When the only reason you didn’t get the job is — you
WFFH: Know the line between casual and unprofessional
Writer’s note: This post was originally published on Medium’s “We Need to Talk” on September 8, 2021. (“Work Fluently From Home,” or WFFH, is a series within “Window Shopping” geared toward entrepreneurs, solopreneurs, gig workers and startups.)
I was so excited to start this blog team. There would be hard local news, parenting advice, spirituality, food, entertainment, relationships and fashion. It was the kind of content that was missing from our traditional newspaper, and would add some extra flavor for our younger readers who didn’t even know how to fold a newspaper into sections.
I was especially excited to meet one of our applicants, a young man from New Jersey who loved to cook. He had mouth-watering ideas to cover in our blog series, and I was ecstatic to hire him.
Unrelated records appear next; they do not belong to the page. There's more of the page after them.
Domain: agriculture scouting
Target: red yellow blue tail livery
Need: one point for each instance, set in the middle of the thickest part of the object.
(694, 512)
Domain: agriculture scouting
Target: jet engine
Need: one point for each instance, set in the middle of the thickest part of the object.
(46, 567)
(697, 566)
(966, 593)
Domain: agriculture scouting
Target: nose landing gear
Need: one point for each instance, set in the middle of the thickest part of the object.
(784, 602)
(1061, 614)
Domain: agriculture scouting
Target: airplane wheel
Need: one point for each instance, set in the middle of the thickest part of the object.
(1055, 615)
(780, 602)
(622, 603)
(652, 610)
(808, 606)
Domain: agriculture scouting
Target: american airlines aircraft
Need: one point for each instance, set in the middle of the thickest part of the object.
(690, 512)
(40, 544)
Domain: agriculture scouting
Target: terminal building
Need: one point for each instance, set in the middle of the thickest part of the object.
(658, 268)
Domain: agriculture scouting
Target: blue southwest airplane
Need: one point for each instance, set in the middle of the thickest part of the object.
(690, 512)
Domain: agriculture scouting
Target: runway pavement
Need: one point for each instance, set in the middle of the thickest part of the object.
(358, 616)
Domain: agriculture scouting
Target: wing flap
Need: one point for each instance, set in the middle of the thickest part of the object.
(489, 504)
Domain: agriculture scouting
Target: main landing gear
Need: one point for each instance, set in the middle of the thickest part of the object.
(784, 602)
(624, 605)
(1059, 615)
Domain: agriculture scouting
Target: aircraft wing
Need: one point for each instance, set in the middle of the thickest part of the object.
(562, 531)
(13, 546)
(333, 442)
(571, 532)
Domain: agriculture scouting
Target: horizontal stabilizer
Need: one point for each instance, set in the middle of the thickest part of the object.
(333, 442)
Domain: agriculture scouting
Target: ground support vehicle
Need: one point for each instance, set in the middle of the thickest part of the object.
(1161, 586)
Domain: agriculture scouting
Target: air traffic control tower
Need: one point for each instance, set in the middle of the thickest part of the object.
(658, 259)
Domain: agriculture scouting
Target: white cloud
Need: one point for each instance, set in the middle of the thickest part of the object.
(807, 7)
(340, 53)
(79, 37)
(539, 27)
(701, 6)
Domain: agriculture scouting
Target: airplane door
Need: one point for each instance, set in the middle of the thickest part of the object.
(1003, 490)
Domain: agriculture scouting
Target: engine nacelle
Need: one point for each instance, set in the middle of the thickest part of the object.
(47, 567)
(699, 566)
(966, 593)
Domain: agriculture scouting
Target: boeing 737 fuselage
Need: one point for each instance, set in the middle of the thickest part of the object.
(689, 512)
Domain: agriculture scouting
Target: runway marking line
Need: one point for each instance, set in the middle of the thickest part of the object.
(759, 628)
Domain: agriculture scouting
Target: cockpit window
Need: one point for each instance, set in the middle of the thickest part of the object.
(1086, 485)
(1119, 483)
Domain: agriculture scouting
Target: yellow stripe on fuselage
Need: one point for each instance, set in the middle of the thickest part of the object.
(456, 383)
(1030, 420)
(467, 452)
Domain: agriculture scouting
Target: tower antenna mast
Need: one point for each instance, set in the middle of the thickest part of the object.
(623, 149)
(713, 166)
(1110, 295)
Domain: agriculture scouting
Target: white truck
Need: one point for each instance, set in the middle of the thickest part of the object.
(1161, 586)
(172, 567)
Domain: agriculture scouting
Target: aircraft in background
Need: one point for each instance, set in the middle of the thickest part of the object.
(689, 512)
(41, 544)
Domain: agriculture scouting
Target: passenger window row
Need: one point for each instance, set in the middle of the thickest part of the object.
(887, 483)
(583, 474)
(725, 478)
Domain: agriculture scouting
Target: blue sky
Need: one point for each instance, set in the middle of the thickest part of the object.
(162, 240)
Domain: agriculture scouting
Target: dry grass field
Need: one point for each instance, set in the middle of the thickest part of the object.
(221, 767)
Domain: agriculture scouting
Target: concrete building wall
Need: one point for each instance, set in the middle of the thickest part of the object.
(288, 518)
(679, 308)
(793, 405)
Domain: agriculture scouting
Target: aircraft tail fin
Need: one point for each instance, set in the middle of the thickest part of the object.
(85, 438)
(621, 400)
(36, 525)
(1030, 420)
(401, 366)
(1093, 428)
Our president wanted to meet him before he was brought aboard. I already knew his writing was dope, so this hiring process would be a shoo-in. When the front desk receptionist called me to the front, all my teeth were showing as I marched out of my office to meet him. But slowly my smile fell, spying his white T-shirt, baggy jeans and gym shoes. He looked like he was headed to the grocery store, not a job interview.
I knew he could never meet the president dressed like this, specifically my president, who I’d never seen in the same suit twice for more than a year. Freshly tinted glasses. Occasional hats. Shiny shoes. I’d never even seen the man’s car be dirty in the middle of a Chicago winter. He was the kind of guy who you’d play the Isley Brothers to if he was in a movie scene.
But this food writer was good. By the end of the interview, he’d won me over with his personality. I knew the president was in the office that day, but I opted out of the two meeting. I asked the applicant to please go home and come back in office attire. He apologized, explaining since he thought it was a work-from-home job that his attire didn’t matter. I told him regardless of that, always come dressed like you want the job. Dress to impress. (I’d made this mistake, too, for a law firm job in my college years. In my defense, I warned the hiring manager that I was already downtown and wearing a Nautica tennis shorts set. She told me to come in anyway. After the first interview, she asked me to come back again for a follow-up just to make sure I had work attire. I got the job, and she wanted to re-hire me the next summer, too.)
A few days later, the food blogger came back at a time when I knew the president would be in again. I was startled when the president rushed past him and toward the door. There was a publishing issue he had to resolve. I mentioned that the applicant was there. The president doubled back, looked down at the applicant’s shoes all the way to his haircut, nodded at me and said, “OK.” Soon after, the food blogger was hired. The president never even asked his qualifications; he just asked me if I thought he could do the job. But I knew if he’d seen this young man dressed like he was headed to the corner store, he’d have escorted him to the door, never to enter again.